While the deep-water development was never going to be cheap, one project observer said it was “too complex and too expensive” so the partners asked Aker “to go away and simplify it”.
It is understood that Aker wants SBM and Yinson to reduce the price of their commercial offers covering the FPSO lease-and-operate contract which will also have a purchase option.

But a source remarked that with the FPSO market “heating up very quickly and capacity are disappearing” it is unclear how far prices can be reduced, particularly in the context of other issues that SBM and Yinson are being requested to address.

“To ask (FPSO) contractors to simultaneously reduce prices, increase local content and increase Norwegian content is (a challenge),” said one well-placed contact.
There has been talk of upgrading Tema Shipyard possibly with the help of Kvaerner and Dubai Dry Docks.

The FPSO will be designed to handle 110,000 barrels per day of oil, 110 million cubic feet per day of gas and 200,000 bpd of produced water with a storage capacity up to 1.6 million barrels.
Currently, gas will have to be re-injected until it can be exported.
Produced water will be cleaned up before being disposed in the sea while seawater will be injected to maintain reservoir pressure.

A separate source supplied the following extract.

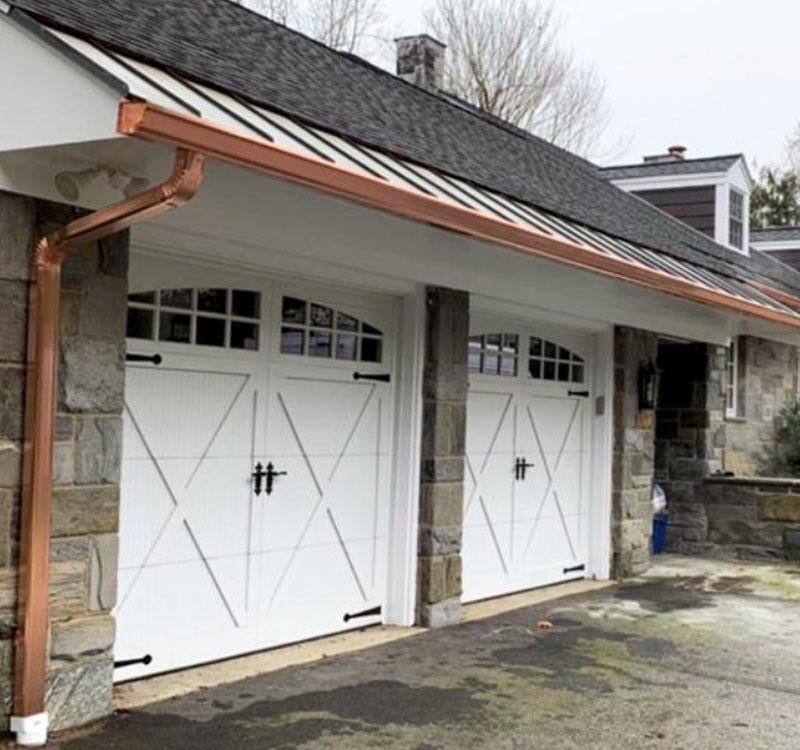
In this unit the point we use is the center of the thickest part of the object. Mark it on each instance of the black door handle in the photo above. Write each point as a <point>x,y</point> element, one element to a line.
<point>521,467</point>
<point>156,359</point>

The FPSO will be spread-moored in about 2400 metres of water with oil tandem-offloaded to a tanker.

Aker Energy has not started a tender process for the subsea production system and subsea umbilical, riser and flowline system. Sources previously told Upstream that it wants to dispense with invitations to tender altogether and push through direct awards to Subsea 7 for the SURF package and Aker Solutions for the SPS.

However, it was learned this week that an “open, but limited bidding process” could start later this summer, at least for the SURF, amid signs that Aker Energy’s resolve to go with a direct award solution is “weakening progressively.”

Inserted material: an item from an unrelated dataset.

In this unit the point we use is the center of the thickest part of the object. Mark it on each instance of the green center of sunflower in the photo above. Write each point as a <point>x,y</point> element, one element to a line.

It is unclear what Pecan’s subsea layout is under the revised development plan.
However, in an environmental scoping document completed in mid-May, a “tentative” subsea layout involved 14 producers and 12 water-alternating-gas injectors spread across four drill centres equipped with multiphase pumps.

These wells will be linked to the FPSO via 10-inch and 12-inch flowline loops and steel catenary risers, with four umbilicals also needed.

There have been suggestions in the market that because of unresolved issues, a final investment decision on the Greater Pecan project could be delayed to 2020, delaying first oil from 2022 to 2023.

For example, an environmental impact report must be produced (and approved by government and project lenders) and this could take between eight and 12 months to complete.
So, even if work on the EIA report began in May (the date of the environmental scoping document), then it may only be finalised in early 2020.

Nevertheless, an Aker Energy spokesman said FID “is still targeted for 2019.”
He said: “The Environmental & Social Impact Assessment process is progressing in accordance with Ghanaian environmental and social due diligence regulations. In parallel, lenders are being provided with the necessary environmental and social information ahead of an FID.

“We are in an ongoing, collaborative dialogue with the authorities as we work towards an approval of the PDO (development plan), at which point we will award contracts and make our FID together with our partners.

“As previously communicated, while the PDO feedback extended our timeline, we consider it a natural part of the process as the project involves significant investment with operations and revenues impacting many stakeholders.”

The spokesman added: “Our organisation has only been in existence for a year-and-a-half and we are very pleased with the progress we’ve made to date.”

Greater Pecan lies in the Deepwater Tano-Cape Three Points block where Aker has a 50% stake with Lukoil holding 38%, GNPC on 10% and Fueltrade with 2%.